Silayanti Yarangga adalah salah satu pembuat kapur pinang saat ditemui JUBI pekan lalu di Para-Para (Rumah Adat-Red) di Abe Pantai. Ia mengutarakan pekerjaan membuat kapur pinang itu bukan pekerjaan yang baru baginya. Karena sejak kanak-kanak sering bersama dengan ibunya mencari kulit bia di atas gunung dan di laut untuk dibakar menjadi kapur pinang.
“Waktu itu saya masih belajar di Sekolah Dasar sudah ikut mama untuk cari kulit bia,” tukasnya, seraya menambahkan bahwa waktu itu sekitar tahun 1998. Sehingga sampai usia remaja dirinya sudah terbiasa mencari kulit bia untuk dibakar menjadi kapur pinang.
Silayanti menyatakan bahwa untuk saat ini mencari kulit bia yang hendak dibakar menjadi kapur pinang sangat susah.

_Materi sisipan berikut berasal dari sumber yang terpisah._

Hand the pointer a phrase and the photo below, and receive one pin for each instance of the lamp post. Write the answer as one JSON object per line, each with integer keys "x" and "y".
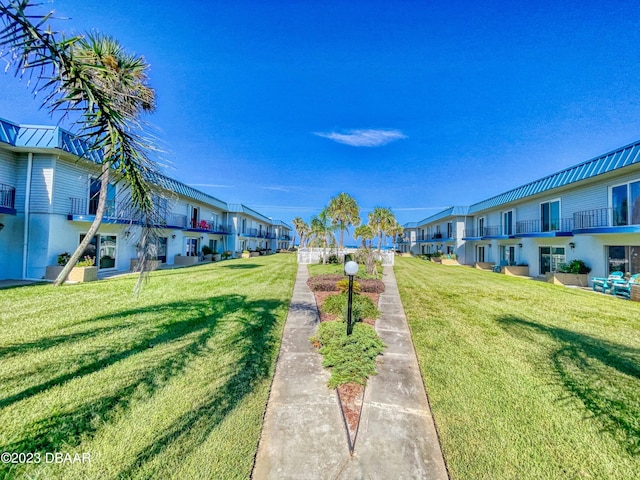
{"x": 350, "y": 269}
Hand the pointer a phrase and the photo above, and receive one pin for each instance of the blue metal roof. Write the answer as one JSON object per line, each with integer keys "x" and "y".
{"x": 240, "y": 208}
{"x": 8, "y": 132}
{"x": 620, "y": 158}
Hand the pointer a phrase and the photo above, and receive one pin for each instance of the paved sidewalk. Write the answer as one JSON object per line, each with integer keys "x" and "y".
{"x": 303, "y": 435}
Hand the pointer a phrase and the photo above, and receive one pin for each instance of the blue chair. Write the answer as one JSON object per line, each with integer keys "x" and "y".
{"x": 624, "y": 289}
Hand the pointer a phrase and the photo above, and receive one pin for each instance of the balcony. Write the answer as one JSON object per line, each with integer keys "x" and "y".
{"x": 537, "y": 228}
{"x": 435, "y": 237}
{"x": 7, "y": 199}
{"x": 605, "y": 220}
{"x": 494, "y": 231}
{"x": 113, "y": 213}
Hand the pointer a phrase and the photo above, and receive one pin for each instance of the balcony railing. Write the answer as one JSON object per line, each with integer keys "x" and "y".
{"x": 7, "y": 196}
{"x": 537, "y": 226}
{"x": 211, "y": 227}
{"x": 435, "y": 236}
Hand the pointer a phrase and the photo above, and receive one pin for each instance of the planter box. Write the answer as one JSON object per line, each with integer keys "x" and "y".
{"x": 150, "y": 266}
{"x": 484, "y": 265}
{"x": 83, "y": 274}
{"x": 184, "y": 260}
{"x": 577, "y": 279}
{"x": 77, "y": 274}
{"x": 515, "y": 271}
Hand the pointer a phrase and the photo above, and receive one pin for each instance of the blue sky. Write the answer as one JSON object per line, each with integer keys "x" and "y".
{"x": 412, "y": 105}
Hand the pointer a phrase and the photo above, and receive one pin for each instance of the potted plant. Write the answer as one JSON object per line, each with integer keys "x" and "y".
{"x": 207, "y": 253}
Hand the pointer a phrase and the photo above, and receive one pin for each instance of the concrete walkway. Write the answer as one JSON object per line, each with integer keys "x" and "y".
{"x": 303, "y": 435}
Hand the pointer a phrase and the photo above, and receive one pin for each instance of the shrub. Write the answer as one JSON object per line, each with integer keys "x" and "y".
{"x": 575, "y": 266}
{"x": 333, "y": 258}
{"x": 352, "y": 358}
{"x": 87, "y": 261}
{"x": 343, "y": 286}
{"x": 362, "y": 307}
{"x": 328, "y": 283}
{"x": 63, "y": 258}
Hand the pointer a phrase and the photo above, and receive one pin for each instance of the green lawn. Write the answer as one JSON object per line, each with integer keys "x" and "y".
{"x": 172, "y": 384}
{"x": 526, "y": 380}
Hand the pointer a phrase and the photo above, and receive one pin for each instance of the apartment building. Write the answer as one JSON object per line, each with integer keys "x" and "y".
{"x": 48, "y": 198}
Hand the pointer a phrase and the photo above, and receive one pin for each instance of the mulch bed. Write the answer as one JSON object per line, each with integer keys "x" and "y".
{"x": 350, "y": 394}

Karena tak sembarang kulit bia dapat dibakar menjadi kapur pinang. “Bukan hanya kulit bia saja yang susah dicari, tetapi lokasi untuk mendapatkan kulit biapun sangat susah,” tutur Silayanti miris.  
Dikatakan Silayanti, kulit bia yang biasa dicari untuk dibakar menjadi kapur pinang ini disebut kulit bia bunga. Bentuknya bulat bagian tengahnya dalam seperti bentuk piring kecil. Kulit bia ini biasanya dicari di laut dan di atas gunung. Biasanya bila mencari di laut tetapi karena susah didapat maka dicari di atas gunung.  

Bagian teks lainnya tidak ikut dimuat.